19-20 May, 2026 | Arcadian Loft, Toronto
Need help? events@ctocraft.com

Agenda Snapshot

Here’s an early look at what we’ve got planned.

From hands-on sessions to inspiring keynotes, this agenda snapshot gives you a feel for the conversations and connections waiting for you at CTO Craft Con.

More to be revealed soon!

Keynote

What To Do When You’re Measuring It Wrong: A Software Scientist’s Guide to Designing AI Evidence that Actually Helps

  • Lessons from motivating thousands of developers to participate in open science and what it takes to build an evidence culture that can actually keep up with the pace of change
  • Why treating all developers as identical AI users is destroying your insights, and how to approach measuring AI in an era of a million personalized experiments
  • Science-backed insights for what measurably moves the needle on team success and technical problem-solving, tested with hundreds of tech teams all over the world
  • Why most current AI ROI measurement approaches are misleading, and how to design a defensible, evidence-based strategy that reflects the complexity of real-world software experimentation

Dr.

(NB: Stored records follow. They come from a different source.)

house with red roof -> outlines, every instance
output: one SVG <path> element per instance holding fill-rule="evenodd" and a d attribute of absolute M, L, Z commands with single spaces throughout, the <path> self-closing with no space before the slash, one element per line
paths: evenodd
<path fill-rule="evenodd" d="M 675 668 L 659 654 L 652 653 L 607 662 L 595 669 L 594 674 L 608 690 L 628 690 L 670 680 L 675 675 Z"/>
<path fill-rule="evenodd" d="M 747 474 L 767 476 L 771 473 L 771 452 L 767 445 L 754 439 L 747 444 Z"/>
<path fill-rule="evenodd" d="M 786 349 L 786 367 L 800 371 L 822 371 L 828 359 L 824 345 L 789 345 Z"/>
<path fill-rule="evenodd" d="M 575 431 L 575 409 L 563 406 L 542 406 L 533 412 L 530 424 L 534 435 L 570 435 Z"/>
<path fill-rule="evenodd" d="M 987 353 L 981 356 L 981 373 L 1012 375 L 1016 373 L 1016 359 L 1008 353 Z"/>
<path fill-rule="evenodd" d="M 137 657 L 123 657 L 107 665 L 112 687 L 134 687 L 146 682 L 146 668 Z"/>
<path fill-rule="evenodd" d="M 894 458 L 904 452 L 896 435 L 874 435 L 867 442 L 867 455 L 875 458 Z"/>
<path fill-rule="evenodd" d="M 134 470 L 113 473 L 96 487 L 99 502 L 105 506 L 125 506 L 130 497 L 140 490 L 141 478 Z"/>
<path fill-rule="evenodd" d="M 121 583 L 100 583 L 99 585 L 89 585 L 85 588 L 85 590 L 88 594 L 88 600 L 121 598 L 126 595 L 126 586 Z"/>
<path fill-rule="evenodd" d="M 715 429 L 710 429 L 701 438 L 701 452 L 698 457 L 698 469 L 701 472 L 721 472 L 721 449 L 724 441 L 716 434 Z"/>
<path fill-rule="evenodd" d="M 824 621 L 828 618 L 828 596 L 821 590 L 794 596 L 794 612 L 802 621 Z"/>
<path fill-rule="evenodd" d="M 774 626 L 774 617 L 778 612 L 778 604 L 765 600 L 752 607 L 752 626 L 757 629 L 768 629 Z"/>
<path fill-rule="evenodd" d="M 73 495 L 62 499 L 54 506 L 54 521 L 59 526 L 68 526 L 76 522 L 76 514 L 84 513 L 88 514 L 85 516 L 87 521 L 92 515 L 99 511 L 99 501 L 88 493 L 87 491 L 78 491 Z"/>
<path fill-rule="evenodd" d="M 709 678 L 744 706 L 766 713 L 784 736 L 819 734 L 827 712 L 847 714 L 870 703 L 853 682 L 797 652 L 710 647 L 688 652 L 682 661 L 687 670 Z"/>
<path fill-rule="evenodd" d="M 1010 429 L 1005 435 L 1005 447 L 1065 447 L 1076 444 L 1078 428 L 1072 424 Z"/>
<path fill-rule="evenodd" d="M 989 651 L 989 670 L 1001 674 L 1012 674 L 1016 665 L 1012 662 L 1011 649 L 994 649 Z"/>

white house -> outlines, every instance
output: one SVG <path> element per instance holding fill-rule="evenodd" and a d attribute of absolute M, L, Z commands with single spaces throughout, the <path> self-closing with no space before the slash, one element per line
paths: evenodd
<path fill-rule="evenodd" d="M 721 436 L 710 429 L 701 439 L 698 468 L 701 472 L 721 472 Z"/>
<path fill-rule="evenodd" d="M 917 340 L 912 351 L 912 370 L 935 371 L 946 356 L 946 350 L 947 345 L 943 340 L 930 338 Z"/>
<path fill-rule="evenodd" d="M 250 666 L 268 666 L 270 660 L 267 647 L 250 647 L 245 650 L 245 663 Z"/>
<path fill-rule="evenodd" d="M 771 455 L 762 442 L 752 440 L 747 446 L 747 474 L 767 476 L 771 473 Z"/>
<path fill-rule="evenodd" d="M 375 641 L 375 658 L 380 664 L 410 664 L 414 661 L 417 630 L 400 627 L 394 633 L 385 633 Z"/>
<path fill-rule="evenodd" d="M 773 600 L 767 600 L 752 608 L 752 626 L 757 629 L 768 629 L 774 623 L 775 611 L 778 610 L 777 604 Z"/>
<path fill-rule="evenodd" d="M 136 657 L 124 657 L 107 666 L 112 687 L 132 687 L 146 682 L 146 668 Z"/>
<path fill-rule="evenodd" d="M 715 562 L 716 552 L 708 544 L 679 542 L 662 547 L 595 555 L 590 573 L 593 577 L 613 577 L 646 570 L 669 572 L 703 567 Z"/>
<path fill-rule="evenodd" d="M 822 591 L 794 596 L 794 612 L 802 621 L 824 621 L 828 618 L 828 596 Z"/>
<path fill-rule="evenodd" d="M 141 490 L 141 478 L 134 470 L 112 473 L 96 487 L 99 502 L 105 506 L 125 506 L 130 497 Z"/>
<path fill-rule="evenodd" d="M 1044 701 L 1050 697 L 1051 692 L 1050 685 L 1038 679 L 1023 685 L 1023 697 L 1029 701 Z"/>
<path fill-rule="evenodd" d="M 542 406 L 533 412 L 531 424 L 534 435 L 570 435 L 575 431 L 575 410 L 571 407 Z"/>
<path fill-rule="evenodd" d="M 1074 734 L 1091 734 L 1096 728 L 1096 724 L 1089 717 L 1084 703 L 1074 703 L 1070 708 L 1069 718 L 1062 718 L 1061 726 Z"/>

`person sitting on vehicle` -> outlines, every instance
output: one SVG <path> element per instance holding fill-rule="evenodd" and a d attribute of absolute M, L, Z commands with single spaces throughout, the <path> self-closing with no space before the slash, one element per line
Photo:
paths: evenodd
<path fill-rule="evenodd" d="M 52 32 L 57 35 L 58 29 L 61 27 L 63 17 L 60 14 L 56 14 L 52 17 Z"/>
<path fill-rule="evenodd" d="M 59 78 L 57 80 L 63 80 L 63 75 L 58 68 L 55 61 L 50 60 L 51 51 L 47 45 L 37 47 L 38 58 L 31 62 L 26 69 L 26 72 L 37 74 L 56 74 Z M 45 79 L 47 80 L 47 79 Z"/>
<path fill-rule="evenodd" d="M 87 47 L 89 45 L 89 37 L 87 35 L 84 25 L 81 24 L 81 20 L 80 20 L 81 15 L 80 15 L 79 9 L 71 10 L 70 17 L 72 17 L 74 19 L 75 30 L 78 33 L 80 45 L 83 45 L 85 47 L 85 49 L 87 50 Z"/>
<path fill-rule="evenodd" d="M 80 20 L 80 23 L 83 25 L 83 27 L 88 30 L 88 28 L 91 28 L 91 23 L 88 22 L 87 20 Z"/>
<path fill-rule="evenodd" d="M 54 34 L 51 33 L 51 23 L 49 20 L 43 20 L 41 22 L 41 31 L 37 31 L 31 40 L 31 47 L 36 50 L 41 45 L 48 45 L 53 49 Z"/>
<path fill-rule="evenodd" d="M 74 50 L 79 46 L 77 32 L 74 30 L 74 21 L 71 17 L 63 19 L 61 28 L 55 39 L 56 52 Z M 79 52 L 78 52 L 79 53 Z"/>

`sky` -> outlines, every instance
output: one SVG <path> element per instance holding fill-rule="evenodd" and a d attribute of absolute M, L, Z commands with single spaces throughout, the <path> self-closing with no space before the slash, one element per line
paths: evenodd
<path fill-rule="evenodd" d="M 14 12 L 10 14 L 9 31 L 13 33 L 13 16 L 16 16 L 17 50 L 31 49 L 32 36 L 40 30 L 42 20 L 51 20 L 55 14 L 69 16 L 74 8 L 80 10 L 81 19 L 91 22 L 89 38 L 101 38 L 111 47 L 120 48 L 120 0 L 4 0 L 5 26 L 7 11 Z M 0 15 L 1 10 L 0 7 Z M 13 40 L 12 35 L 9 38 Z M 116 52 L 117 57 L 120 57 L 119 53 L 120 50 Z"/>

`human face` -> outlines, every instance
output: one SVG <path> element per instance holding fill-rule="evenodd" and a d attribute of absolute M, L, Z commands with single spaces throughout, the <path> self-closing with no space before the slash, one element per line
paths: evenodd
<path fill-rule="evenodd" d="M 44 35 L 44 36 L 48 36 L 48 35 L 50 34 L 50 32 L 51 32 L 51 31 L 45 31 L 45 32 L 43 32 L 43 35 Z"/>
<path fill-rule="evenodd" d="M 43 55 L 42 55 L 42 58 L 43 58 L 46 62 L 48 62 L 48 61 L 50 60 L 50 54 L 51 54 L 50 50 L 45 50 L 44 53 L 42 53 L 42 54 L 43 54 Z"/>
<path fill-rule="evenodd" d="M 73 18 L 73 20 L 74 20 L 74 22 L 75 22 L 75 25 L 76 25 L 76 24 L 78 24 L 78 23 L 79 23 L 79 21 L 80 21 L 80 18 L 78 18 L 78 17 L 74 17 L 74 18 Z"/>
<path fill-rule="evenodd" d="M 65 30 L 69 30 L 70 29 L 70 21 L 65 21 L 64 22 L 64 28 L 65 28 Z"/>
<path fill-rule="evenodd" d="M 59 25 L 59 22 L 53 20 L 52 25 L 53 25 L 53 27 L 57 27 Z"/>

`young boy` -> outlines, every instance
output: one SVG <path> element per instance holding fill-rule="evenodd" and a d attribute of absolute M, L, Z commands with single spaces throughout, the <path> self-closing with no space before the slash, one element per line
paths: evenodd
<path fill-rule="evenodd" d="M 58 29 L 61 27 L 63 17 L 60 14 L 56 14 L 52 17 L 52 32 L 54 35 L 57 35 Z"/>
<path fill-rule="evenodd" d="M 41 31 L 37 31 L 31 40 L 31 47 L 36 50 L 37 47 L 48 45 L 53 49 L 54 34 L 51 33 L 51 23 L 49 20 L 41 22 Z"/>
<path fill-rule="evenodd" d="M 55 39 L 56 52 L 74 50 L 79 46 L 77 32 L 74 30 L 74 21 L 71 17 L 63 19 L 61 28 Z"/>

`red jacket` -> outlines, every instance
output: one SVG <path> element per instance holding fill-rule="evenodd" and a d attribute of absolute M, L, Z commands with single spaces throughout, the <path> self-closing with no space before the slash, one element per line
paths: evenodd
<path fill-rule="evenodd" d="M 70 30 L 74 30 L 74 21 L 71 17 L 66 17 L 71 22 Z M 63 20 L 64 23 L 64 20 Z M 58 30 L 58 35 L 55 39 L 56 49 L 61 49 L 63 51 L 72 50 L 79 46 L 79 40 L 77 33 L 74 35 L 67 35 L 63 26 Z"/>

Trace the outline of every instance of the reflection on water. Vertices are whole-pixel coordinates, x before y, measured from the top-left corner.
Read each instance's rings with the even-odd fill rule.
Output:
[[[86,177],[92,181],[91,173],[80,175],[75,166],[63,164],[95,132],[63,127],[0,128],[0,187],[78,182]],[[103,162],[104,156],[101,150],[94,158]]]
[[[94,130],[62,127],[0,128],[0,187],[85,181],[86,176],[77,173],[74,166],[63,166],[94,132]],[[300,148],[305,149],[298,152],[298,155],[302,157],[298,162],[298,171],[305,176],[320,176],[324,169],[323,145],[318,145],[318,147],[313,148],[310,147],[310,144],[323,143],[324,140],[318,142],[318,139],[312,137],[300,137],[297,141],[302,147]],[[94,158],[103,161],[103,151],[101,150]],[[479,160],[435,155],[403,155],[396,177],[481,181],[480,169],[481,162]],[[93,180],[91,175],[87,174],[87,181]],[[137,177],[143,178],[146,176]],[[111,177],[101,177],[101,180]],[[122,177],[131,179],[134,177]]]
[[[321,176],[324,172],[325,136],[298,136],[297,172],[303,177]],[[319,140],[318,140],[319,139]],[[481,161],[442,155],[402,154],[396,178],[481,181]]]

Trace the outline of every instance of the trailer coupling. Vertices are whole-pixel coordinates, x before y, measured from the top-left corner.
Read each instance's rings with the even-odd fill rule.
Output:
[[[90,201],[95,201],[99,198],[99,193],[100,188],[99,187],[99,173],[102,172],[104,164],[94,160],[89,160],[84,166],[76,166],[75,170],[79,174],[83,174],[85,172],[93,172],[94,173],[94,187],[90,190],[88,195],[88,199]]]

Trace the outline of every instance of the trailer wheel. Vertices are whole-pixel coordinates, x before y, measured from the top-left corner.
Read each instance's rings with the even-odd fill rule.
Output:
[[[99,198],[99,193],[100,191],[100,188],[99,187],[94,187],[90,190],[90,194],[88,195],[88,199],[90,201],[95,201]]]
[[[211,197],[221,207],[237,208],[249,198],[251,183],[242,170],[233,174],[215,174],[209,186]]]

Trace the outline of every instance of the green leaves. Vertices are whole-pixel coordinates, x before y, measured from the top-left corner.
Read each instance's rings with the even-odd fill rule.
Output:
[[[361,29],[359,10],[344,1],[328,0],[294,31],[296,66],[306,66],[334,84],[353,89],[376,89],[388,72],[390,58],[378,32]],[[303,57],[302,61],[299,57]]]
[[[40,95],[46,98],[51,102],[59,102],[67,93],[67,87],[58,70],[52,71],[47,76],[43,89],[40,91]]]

Catherine Hicks, Founder & Chief Scientist, Catharsis Consulting

Fireside Chat

Scaling Culture and Accountability in Distributed Teams

  • Why culture becomes fragile as teams grow and spread across locations.
  • How leaders reinforce standards and expectations without defaulting to process or bureaucracy.
  • The role managers play in translating values into everyday decisions.
  • Designing incentive systems that strengthen ownership and uphold high standards.
  • Using measurement to reinforce accountability and a culture of high performance.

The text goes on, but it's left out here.